As global populations age, the number of individuals affected by AMD is expected to rise. Approximately 1.25 million individuals with nAMD were reported in the USA in 2004. By 2020, the prevalence of nAMD is expected to increase to an estimated 1.875 million cases (Friedman 2004). AMD imposes a significant decrement in patients' quality of life, with the impact from severe AMD likened to that of end-stage cancer or a stroke requiring constant nursing care (Brown 2006). Several studies have suggested AMD as a risk factor for depression, a major cause of disability (Casten 2004). Thirty percent of people with AMD have depression, compared with 15% of adults aged 65 years and older who have clinically significant depressive symptoms in the USA and internationally (Casten 2004; Fiske 2009). Neovascular AMD not only has negative effects on individual patients, but also has negative social and economic consequences. Using utility analysis, researchers have estimated a gross domestic product (GDP) cost of USD 5.396 billion per year due to lost productivity (Brown 2005).
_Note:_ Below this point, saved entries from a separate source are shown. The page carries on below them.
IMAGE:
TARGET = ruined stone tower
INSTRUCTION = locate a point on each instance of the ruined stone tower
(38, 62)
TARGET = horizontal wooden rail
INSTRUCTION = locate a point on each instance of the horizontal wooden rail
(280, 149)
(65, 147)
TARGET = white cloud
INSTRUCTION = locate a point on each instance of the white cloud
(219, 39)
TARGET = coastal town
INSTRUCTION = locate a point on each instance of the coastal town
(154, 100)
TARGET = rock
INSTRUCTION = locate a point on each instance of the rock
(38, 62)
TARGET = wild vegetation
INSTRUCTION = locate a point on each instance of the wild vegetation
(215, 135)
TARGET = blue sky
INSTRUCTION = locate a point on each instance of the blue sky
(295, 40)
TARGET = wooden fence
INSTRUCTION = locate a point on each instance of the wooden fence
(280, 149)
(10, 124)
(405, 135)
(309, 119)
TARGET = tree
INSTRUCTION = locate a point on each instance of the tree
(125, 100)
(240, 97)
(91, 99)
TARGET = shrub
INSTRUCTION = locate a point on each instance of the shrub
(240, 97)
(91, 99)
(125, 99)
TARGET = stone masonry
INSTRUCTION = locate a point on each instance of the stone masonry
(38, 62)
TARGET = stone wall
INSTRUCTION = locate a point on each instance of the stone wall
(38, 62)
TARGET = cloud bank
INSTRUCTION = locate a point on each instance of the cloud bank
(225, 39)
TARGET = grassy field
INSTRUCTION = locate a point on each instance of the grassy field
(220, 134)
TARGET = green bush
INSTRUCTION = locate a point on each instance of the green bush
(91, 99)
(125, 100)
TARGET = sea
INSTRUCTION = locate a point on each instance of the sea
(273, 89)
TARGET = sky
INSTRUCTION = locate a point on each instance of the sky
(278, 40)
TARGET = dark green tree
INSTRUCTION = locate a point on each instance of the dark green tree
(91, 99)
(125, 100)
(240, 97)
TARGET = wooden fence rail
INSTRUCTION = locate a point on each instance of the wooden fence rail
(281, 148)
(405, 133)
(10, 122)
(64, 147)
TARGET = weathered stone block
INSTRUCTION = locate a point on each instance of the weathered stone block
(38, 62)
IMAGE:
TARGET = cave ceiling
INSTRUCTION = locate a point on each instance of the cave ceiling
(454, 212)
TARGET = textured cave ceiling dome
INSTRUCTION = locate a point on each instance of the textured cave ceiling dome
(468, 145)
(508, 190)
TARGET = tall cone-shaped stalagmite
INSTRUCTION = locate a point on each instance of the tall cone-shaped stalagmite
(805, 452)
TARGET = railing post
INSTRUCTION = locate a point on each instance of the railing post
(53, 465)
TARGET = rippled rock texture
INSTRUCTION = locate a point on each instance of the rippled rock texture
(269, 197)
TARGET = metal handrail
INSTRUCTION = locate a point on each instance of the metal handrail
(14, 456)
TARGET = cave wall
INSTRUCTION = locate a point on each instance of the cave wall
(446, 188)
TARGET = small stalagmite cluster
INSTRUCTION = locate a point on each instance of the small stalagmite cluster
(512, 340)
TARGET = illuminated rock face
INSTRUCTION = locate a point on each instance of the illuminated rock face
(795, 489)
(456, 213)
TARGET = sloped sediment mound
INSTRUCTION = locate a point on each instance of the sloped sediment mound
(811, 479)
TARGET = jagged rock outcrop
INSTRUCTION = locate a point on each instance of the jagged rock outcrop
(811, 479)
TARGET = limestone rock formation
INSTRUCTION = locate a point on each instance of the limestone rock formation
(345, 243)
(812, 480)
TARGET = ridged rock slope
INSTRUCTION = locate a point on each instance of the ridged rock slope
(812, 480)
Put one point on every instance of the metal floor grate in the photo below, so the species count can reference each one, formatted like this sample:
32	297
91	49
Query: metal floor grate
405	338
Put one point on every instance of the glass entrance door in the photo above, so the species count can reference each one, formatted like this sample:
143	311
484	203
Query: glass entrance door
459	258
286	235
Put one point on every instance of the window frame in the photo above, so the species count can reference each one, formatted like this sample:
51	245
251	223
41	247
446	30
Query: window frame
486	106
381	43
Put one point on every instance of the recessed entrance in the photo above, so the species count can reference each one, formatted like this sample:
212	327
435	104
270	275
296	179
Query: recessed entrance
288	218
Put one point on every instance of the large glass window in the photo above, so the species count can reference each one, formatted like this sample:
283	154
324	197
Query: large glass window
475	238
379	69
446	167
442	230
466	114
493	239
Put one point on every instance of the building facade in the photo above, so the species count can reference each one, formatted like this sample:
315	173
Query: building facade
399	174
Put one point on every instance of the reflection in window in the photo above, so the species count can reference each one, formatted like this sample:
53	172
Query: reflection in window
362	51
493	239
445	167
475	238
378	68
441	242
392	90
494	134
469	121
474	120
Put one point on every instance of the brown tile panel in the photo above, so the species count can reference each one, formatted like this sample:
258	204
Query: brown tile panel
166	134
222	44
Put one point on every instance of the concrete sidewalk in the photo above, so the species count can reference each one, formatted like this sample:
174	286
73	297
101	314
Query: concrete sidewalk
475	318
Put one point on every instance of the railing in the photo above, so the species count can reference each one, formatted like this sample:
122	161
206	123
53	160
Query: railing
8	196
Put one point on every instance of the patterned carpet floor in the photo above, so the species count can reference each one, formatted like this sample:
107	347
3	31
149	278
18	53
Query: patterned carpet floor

Previous Cochrane reviews have investigated and demonstrated the efficacy and safety of intravitreal anti-VEGF agents for the treatment of nAMD (Solomon 2014). However, ever-growing burdens on the patient and healthcare systems necessitate cost-effective therapies for nAMD. It remains unknown which treatment schedule is optimal when balancing efficacy, safety, and cost.